Caio Magri, representante do Instituto Ethos no Fórum Amazônia Sustentável, que reúne as maiores empresas e organizações não-governamentais do País, considera que o segmento empresarial aprovará iniciativas como o zoneamento ecológico-econômico e a taxação de atividades prejudiciais ao meio ambiente. No entanto, acha que o governo já tem ferramentas suficientes para promover a sustentabilidade, principalmente por meio de seus agentes econômicos, como o BNDES e o Banco da Amazônia. "A agenda da Amazônia é conhecida, e o governo tem instrumentos antigos nas mãos. Planos mirabolantes podem ser cortina de fumaça", alerta.
O deputado federal do Partido Verde José Sarney Filho, ex-ministro do Meio Ambiente, também critica as linhas gerais do PAS , tal como apresentadas pelo ministro Mangabeira Unger. Para ele, a Amazônia, mais uma vez, está sendo tratada como uma fronteira econômica a ser explorada. "A diferença, agora, é que se fala em explorar 'com cuidado', com 'sustentabilidade'; é um novo olhar, com velhas idéias", afirma.
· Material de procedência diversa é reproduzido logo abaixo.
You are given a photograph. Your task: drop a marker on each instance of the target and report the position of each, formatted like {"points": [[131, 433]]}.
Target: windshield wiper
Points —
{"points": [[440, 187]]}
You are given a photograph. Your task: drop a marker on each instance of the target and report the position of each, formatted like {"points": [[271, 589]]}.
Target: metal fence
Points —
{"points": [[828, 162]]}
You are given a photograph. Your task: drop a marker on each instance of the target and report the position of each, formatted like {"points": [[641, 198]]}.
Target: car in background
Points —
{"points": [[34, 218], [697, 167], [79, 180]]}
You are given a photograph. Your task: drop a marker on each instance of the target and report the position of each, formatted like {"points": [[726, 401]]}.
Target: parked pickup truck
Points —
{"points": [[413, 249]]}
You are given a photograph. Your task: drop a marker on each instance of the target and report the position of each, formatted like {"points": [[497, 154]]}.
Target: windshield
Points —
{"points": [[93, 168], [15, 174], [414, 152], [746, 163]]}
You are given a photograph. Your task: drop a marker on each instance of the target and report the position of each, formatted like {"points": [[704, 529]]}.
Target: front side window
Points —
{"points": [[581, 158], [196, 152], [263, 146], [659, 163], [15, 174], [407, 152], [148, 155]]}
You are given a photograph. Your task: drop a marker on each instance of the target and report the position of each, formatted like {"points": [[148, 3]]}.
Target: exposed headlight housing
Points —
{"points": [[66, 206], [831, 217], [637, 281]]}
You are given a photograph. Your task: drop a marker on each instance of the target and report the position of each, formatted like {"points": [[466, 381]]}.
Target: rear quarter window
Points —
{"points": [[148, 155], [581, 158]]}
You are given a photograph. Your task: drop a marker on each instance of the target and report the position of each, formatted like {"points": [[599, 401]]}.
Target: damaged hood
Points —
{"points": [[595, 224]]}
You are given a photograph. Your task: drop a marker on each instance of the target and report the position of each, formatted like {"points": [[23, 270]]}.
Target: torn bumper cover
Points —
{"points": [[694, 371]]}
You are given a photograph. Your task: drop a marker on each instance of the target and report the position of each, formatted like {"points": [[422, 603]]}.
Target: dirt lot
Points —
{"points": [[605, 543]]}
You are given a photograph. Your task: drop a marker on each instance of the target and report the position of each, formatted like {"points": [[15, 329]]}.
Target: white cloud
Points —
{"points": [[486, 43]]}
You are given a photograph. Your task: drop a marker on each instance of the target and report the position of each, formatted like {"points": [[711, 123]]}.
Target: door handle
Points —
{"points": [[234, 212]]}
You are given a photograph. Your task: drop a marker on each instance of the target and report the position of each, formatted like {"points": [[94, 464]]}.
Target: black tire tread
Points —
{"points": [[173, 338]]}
Segundo o deputado, a urgência dos problemas ambientais, em particular o tema das mudanças climáticas, impõe a obrigação maior de se conservar a floresta intacta. "O que temos de valorizar na Amazônia são os serviços ambientais que ela presta a todos nós, não só ao Brasil, mas ao mundo".
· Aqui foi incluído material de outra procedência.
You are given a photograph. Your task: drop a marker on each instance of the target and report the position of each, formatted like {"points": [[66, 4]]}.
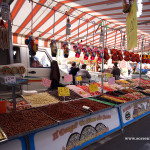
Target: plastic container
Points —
{"points": [[2, 107]]}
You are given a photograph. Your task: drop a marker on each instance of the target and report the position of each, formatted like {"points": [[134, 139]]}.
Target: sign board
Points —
{"points": [[111, 81], [17, 144], [63, 91], [131, 28], [46, 82], [79, 78], [68, 78], [134, 110], [10, 80], [93, 88], [78, 133]]}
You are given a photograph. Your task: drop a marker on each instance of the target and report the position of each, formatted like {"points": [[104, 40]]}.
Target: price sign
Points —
{"points": [[10, 80], [79, 78], [68, 78], [63, 91], [93, 88], [111, 81], [46, 82]]}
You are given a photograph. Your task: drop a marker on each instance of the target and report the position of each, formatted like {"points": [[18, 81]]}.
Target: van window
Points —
{"points": [[40, 60]]}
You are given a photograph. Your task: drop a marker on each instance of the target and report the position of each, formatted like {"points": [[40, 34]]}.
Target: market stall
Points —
{"points": [[69, 116]]}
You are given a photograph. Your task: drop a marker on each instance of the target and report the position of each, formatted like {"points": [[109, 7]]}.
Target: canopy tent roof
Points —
{"points": [[94, 11]]}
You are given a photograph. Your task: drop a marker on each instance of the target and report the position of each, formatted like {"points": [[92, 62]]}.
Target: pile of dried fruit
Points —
{"points": [[40, 99], [72, 96], [61, 111], [18, 122], [94, 106]]}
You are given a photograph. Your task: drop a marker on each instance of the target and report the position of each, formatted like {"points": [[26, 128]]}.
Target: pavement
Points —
{"points": [[116, 141]]}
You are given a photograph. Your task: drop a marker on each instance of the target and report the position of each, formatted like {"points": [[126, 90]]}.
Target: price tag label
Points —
{"points": [[68, 78], [46, 82], [79, 78], [111, 81], [93, 88], [108, 75], [63, 91], [10, 80]]}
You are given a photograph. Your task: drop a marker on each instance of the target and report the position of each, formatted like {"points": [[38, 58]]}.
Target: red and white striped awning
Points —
{"points": [[94, 11]]}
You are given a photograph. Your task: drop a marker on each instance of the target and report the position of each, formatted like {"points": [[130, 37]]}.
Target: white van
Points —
{"points": [[34, 73]]}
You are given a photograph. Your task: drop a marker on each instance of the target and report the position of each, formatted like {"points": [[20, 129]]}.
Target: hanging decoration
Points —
{"points": [[88, 49], [78, 48], [106, 54], [33, 47], [4, 38], [53, 41], [127, 56], [127, 6], [93, 52], [6, 70], [66, 49], [66, 45]]}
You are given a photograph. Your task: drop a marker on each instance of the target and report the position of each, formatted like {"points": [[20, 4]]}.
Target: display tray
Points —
{"points": [[62, 111], [93, 105], [107, 100], [72, 96], [19, 122]]}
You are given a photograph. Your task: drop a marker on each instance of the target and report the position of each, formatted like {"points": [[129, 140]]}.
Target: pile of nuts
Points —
{"points": [[61, 111], [40, 99], [18, 122]]}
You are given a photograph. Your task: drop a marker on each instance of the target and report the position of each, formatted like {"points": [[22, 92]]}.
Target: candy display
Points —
{"points": [[93, 106], [2, 135], [72, 96], [79, 91], [40, 99], [20, 104], [18, 122], [61, 111], [86, 89]]}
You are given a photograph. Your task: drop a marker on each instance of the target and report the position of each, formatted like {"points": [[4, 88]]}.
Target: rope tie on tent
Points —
{"points": [[31, 17], [106, 37], [115, 40], [121, 40], [78, 30], [93, 35], [54, 24], [87, 31]]}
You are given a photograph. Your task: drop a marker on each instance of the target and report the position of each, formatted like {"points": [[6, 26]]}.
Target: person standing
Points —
{"points": [[73, 70], [84, 74], [116, 71]]}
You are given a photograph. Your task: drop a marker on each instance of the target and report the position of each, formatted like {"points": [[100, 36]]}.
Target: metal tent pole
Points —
{"points": [[141, 61], [10, 42]]}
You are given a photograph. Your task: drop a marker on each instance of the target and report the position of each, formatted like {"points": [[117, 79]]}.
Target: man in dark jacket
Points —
{"points": [[73, 71], [116, 71]]}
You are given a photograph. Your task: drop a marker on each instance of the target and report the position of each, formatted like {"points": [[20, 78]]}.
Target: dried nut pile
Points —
{"points": [[41, 99], [72, 96], [19, 122], [94, 106], [61, 111]]}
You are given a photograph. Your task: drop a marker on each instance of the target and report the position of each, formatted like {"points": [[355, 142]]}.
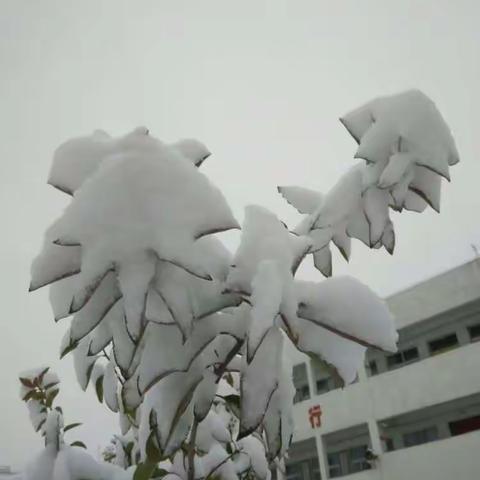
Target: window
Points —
{"points": [[301, 394], [388, 444], [304, 470], [348, 461], [474, 332], [335, 465], [420, 436], [357, 461], [301, 383], [459, 427], [294, 471], [443, 344], [403, 357], [314, 469], [322, 386], [372, 368]]}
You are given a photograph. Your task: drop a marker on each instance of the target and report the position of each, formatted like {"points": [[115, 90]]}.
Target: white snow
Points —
{"points": [[349, 307]]}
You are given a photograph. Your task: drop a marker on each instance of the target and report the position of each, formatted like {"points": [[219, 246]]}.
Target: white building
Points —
{"points": [[417, 411]]}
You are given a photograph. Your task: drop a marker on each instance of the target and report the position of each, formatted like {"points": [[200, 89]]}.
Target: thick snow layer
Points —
{"points": [[218, 462], [306, 201], [344, 355], [110, 387], [165, 351], [103, 299], [255, 450], [347, 307], [211, 431], [278, 420], [260, 379], [192, 149], [266, 299], [83, 363], [119, 212], [168, 411], [264, 237], [54, 263]]}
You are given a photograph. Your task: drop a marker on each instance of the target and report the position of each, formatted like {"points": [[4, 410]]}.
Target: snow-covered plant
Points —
{"points": [[163, 314], [59, 460]]}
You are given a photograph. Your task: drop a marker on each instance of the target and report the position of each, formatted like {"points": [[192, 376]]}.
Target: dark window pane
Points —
{"points": [[301, 383], [314, 469], [294, 471], [356, 459], [389, 447], [410, 354], [394, 360], [420, 436], [443, 344], [335, 465], [323, 386], [474, 332], [372, 367], [459, 427], [402, 357]]}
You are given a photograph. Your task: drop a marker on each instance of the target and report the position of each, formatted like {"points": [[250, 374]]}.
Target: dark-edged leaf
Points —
{"points": [[71, 426]]}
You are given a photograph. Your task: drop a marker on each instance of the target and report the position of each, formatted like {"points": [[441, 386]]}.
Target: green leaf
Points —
{"points": [[70, 426], [144, 471], [78, 443], [151, 449], [42, 374], [51, 397], [233, 401], [71, 346], [26, 382], [99, 388], [50, 385]]}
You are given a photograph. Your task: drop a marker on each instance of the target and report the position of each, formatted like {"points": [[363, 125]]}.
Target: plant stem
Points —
{"points": [[191, 451]]}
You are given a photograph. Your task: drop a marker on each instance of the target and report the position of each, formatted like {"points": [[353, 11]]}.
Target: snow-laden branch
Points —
{"points": [[162, 313]]}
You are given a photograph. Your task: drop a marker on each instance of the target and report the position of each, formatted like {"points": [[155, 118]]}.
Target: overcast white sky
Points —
{"points": [[262, 83]]}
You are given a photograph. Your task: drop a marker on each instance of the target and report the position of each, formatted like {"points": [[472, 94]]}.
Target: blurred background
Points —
{"points": [[263, 84]]}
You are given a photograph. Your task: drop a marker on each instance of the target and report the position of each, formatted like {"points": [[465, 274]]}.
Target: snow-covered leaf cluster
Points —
{"points": [[59, 460], [163, 314], [406, 148]]}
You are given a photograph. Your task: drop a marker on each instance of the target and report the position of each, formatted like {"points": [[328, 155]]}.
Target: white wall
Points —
{"points": [[431, 381]]}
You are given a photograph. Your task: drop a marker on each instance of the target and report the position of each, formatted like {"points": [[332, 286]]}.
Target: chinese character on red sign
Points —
{"points": [[314, 415]]}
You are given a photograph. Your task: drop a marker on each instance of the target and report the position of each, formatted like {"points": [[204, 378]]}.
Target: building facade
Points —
{"points": [[410, 415]]}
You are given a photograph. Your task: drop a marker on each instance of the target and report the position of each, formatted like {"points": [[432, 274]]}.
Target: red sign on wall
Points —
{"points": [[314, 415]]}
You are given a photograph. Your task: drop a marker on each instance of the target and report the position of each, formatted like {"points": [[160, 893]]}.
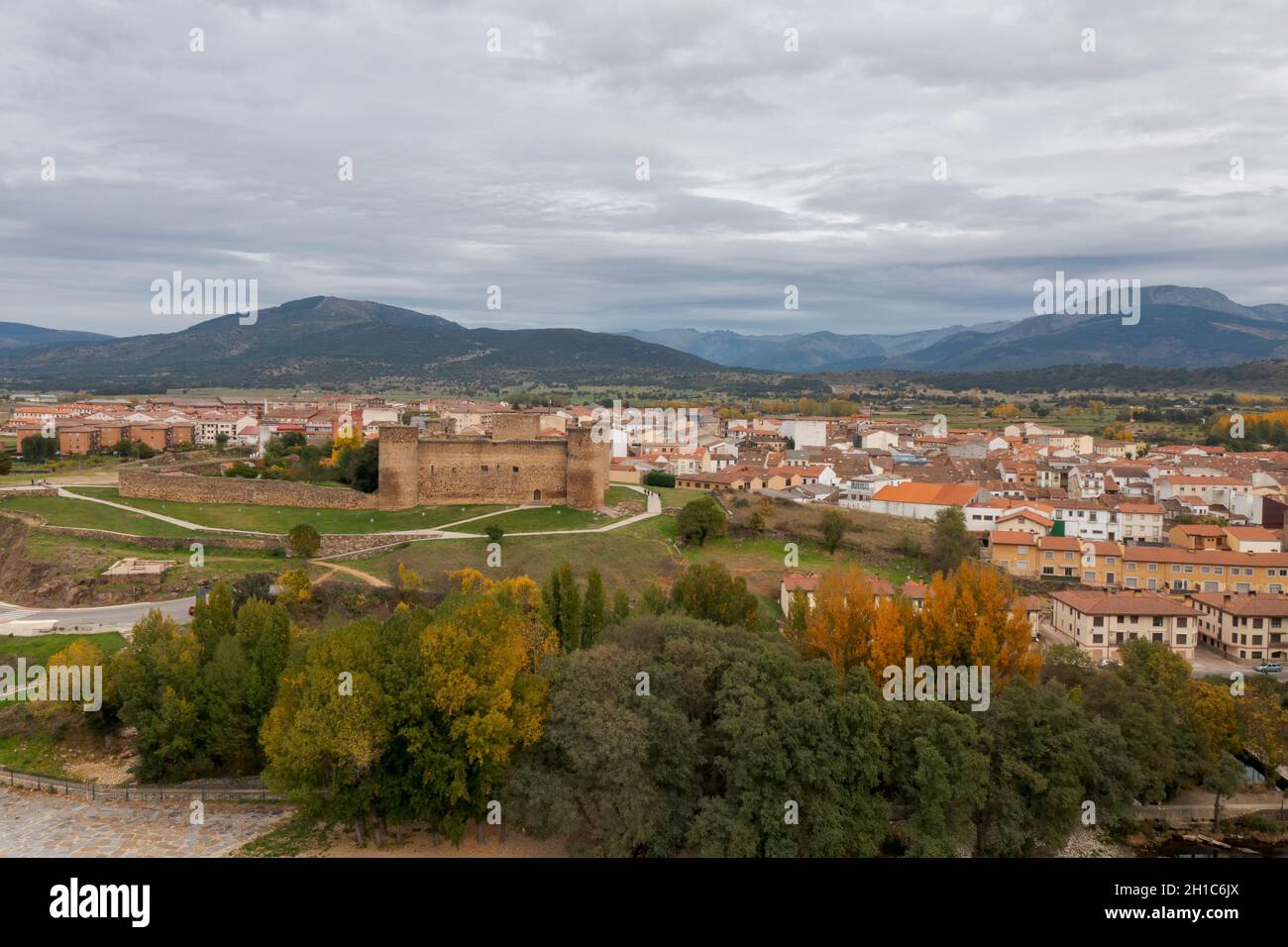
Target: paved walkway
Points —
{"points": [[40, 825]]}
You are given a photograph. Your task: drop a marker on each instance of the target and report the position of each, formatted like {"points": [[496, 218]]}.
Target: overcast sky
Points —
{"points": [[518, 167]]}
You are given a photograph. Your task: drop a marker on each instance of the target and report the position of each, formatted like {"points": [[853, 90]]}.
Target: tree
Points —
{"points": [[936, 772], [700, 519], [835, 526], [707, 591], [951, 543], [969, 618], [416, 719], [592, 608], [304, 541], [408, 579], [253, 585], [621, 605], [1224, 779], [295, 586], [840, 625], [37, 449], [155, 688], [734, 733], [562, 598]]}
Plano Amazônia Sustentável

Principais Ações:
Resolver o problema fundiário da Amazônia e promover seu Zoneamento Ecológico-Econômico.
Melhorar a situação dos assentamentos da reforma agrária e das populações dependentes do extrativismo.
Criar incentivos para o desenvolvimento de uma indústria eficiente para bens agropecuários e produtos da floresta.
Investir na formação de recursos humanos nas universidades regionais e ampliar as pesquisas com a biodiversidade.